_{RLinf: Reinforcement Learning Infrastructure for Agentic AI}

_{RLinf: Reinforcement Learning Infrastructure for Agentic AI}

RLinf is a flexible and scalable open-source infrastructure designed for post-training foundation models via reinforcement learning. The 'inf' in RLinf stands for Infrastructure, highlighting its role as a robust backbone for next-generation training. It also stands for Infinite, symbolizing the system’s support for open-ended learning, continuous generalization, and limitless possibilities in intelligence development.

What's NEW!

[2025/08] RLinf is open-sourced. The formal v0.1 will be released soon.
[2025/09] The paper RLinf: Flexible and Efficient Large-scale Reinforcement Learning via Macro-to-Micro Flow Transformation is released.

Key Features

RLinf is unique with:

Macro-to-Micro Flow: a new paradigm M2Flow, which executes macro-level logical flows through micro-level execution flows, decoupling logical workflow construction (programmable) from physical communication and scheduling (efficiency).
Flexible Execution Modes
- Collocated mode: shares all GPUs across all workers.
- Disaggregated mode: enables fine-grained pipelining.
- Hybrid mode: a customizable combination of different placement modes, integrating both collocated and disaggregated modes.
Auto-scheduling Strategy: automatically selects the most suitable execution mode based on the training workload, without the need for manual resource allocation.
Embodied Agent Support
- Fast adaptation support for mainstream VLA models: OpenVLA, OpenVLA-OFT, π₀ and π₀.₅.
- Support for mainstream CPU & GPU-based simulators via standardized RL interfaces: ManiSkill3, LIBERO.
- Enabling the first RL fine-tuning of the $\pi_0$ and $\pi_{0.5}$ model family with a flow-matching action expert.

RLinf is fast with:

Hybrid mode with fine-grained pipelining: achieves a 120%+ throughput improvement compared to other frameworks.
Automatic Online Scaling Strategy: dynamically scales training resources, with GPU switching completed within seconds, further improving efficiency by 20–40% while preserving the on-policy nature of RL algorithms.

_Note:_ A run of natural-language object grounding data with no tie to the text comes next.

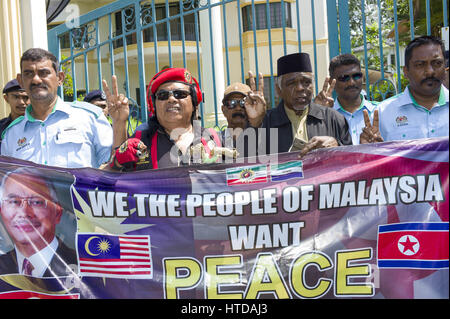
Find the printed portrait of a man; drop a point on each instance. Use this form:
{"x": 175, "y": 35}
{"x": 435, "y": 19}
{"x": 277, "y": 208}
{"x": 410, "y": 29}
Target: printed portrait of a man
{"x": 31, "y": 210}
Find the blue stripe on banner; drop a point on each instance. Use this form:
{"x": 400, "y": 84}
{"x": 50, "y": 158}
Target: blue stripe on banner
{"x": 413, "y": 226}
{"x": 418, "y": 264}
{"x": 283, "y": 177}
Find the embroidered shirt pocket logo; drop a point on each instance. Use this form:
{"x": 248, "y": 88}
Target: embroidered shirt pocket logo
{"x": 401, "y": 120}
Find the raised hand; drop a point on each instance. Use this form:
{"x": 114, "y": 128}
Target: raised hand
{"x": 117, "y": 104}
{"x": 371, "y": 132}
{"x": 325, "y": 96}
{"x": 255, "y": 105}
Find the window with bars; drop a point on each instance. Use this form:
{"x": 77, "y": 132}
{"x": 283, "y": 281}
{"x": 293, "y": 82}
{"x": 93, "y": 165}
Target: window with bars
{"x": 261, "y": 21}
{"x": 162, "y": 29}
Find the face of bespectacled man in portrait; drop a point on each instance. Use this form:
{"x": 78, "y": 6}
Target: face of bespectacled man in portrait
{"x": 296, "y": 90}
{"x": 28, "y": 212}
{"x": 40, "y": 80}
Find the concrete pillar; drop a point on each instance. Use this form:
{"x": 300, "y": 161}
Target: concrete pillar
{"x": 34, "y": 24}
{"x": 10, "y": 46}
{"x": 212, "y": 96}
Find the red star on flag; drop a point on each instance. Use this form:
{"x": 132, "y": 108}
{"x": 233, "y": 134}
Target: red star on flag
{"x": 408, "y": 245}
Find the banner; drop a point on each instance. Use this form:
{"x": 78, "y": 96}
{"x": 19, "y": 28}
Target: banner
{"x": 366, "y": 221}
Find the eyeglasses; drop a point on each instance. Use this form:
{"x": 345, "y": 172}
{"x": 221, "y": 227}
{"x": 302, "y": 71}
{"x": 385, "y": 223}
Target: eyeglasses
{"x": 178, "y": 94}
{"x": 231, "y": 104}
{"x": 346, "y": 77}
{"x": 16, "y": 202}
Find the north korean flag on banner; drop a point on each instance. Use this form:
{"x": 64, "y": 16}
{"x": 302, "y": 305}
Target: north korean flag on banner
{"x": 413, "y": 245}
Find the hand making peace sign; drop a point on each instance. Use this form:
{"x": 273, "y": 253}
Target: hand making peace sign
{"x": 325, "y": 97}
{"x": 255, "y": 105}
{"x": 371, "y": 132}
{"x": 117, "y": 104}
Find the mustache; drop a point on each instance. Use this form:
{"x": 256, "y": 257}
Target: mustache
{"x": 431, "y": 78}
{"x": 238, "y": 114}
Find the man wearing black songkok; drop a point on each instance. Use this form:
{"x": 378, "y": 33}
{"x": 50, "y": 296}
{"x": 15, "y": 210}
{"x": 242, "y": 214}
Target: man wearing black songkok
{"x": 301, "y": 124}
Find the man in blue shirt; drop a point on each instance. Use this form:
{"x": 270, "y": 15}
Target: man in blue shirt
{"x": 345, "y": 69}
{"x": 56, "y": 133}
{"x": 17, "y": 99}
{"x": 421, "y": 110}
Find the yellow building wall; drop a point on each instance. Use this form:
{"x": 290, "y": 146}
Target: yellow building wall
{"x": 10, "y": 46}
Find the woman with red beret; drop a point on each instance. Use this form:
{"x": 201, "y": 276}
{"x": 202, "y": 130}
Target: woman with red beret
{"x": 171, "y": 137}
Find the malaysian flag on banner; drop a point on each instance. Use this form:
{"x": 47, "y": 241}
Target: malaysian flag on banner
{"x": 284, "y": 171}
{"x": 247, "y": 175}
{"x": 114, "y": 256}
{"x": 413, "y": 245}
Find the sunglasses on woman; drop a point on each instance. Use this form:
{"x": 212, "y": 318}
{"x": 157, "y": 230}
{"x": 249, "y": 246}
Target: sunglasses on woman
{"x": 231, "y": 104}
{"x": 178, "y": 94}
{"x": 346, "y": 77}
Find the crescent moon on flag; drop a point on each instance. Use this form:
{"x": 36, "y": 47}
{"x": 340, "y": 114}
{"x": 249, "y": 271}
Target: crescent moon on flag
{"x": 86, "y": 246}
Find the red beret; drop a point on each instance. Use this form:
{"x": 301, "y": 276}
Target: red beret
{"x": 172, "y": 75}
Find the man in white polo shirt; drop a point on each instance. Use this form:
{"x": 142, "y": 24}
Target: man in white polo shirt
{"x": 421, "y": 110}
{"x": 53, "y": 132}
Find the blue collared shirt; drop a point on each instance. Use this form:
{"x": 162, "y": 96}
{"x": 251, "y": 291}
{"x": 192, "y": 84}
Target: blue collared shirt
{"x": 72, "y": 136}
{"x": 401, "y": 118}
{"x": 356, "y": 119}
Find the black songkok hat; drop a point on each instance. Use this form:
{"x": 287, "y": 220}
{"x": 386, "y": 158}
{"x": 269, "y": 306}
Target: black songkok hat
{"x": 296, "y": 62}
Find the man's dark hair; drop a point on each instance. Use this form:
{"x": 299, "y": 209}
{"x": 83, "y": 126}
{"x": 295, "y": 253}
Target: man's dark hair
{"x": 37, "y": 54}
{"x": 343, "y": 59}
{"x": 417, "y": 42}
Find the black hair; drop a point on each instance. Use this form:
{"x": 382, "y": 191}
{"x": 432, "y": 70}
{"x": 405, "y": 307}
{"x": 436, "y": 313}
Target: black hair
{"x": 343, "y": 59}
{"x": 38, "y": 54}
{"x": 417, "y": 42}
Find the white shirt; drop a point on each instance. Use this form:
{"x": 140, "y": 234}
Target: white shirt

RLinf is flexible and easy to use with:

Multiple Backend Integrations
- FSDP + Hugging Face: rapid adaptation to new models and algorithms, ideal for beginners and fast prototyping.
- Megatron + SGLang: optimized for large-scale training, delivering maximum efficiency for expert users with demanding workloads.
Adaptive communication via the asynchronous communication channel
Built-in support for popular RL methods, including PPO, GRPO, DAPO, Reinforce++, and more.

Main Results

Embodied Intelligence

OpenVLA-OFT model results on ManiSkill3
Model	Vision	Semantic	Position	Average
rl4vla	76.6%	75.4%	77.6%	76.1%
GRPO-OpenVLA-OFT	84.6%	51.6%	42.9%	61.5%
PPO-OpenVLA-OFT	80.5%	56.6%	56.1%	64.5%
PPO-OpenVLA	82.0%	80.6%	89.3%	82.2%
GRPO-OpenVLA	74.7%	74.4%	81.6%	75.5%

OpenVLA-OFT model results on LIBERO
Model	Spatial	Goal	Object	Long	Average
OpenVLA-OFT-SFT (one-shot)	56.5%	45.6%	25.6%	9.7%	34.4%
OpenVLA-OFT-RLinf	99.0%	99.0%	99.0%	94.4%	97.9%
Improvement	+42.5%	+53.4%	+73.4%	+84.7%	+63.5%

RLinf supports both PPO and GRPO algorithms, enabling state-of-the-art training for Vision-Language-Action models.
The framework provides seamless integration with mainstream embodied intelligence benchmarks, including ManiSkill3 and LIBERO, and achieves strong performance across diverse evaluation metrics.

Math Reasoning

1.5B model results
Model	AIME 24	AIME 25	GPQA-diamond	Average
DeepSeek-R1-Distill-Qwen-1.5B (base model)	28.33	24.90	27.45	26.89
DeepMath-1.5B	37.80	30.42	32.11	33.44
DeepScaleR-1.5B-Preview	40.41	30.93	27.54	32.96
AReaL-1.5B-Preview-Stage-3	40.73	31.56	28.10	33.46
AReaL-1.5B-retrain*	44.42	34.27	33.81	37.50
FastCuRL-1.5B-V3	43.65	32.49	35.00	37.05
RLinf-math-1.5B	48.44	35.63	38.46	40.84

* We retrain the model using the default settings for 600 steps.

7B model results
Model	AIME 24	AIME 25	GPQA-diamond	Average
DeepSeek-R1-Distill-Qwen-7B (base model)	54.90	40.20	45.48	46.86
AReaL-boba-RL-7B	61.66	49.38	46.93	52.66
Skywork-OR1-7B	66.87	52.49	44.43	54.60
Polaris-7B-Preview	68.55	51.24	43.88	54.56
AceMath-RL-Nemotron-7B	67.30	55.00	45.57	55.96
RLinf-math-7B	68.33	52.19	48.18	56.23

RLinf achieves state-of-the-art performance on math reasoning tasks, consistently outperforming existing models across multiple benchmarks (AIME 24, AIME 25, GPQA-diamond) for both 1.5B and 7B model sizes.

Roadmap

1. System-Level Enhancements

Support for heterogeneous GPUs
Support for asynchronous pipeline execution
Support for Mixture of Experts (MoE)
Support for vLLM inference backend

2. Application-Level Extensions

Support for Vision-Language Models (VLMs) training
Support for deep searcher agent training
Support for multi-agent training
Support for integration with more embodied simulators (e.g., Meta-World, GENESIS, RoboTwin)
Support for more Vision Language Action models (VLAs), such as GR00T, WALL-OSS
Support for world model
Support for real-world RL embodied intelligence

Getting Started

Complete documentation for RLinf can be found Here.

Quickstart

Key Design

Example Gallery

Advanced Features

Extending The Framework:

Blogs

Comparison with VeRL

Build Status

Type	Status
Reasoning RL-MATH
Embodied RL-VLA

Contribution Guidelines

We welcome contributions to RLinf. Please read contribution guide before taking action.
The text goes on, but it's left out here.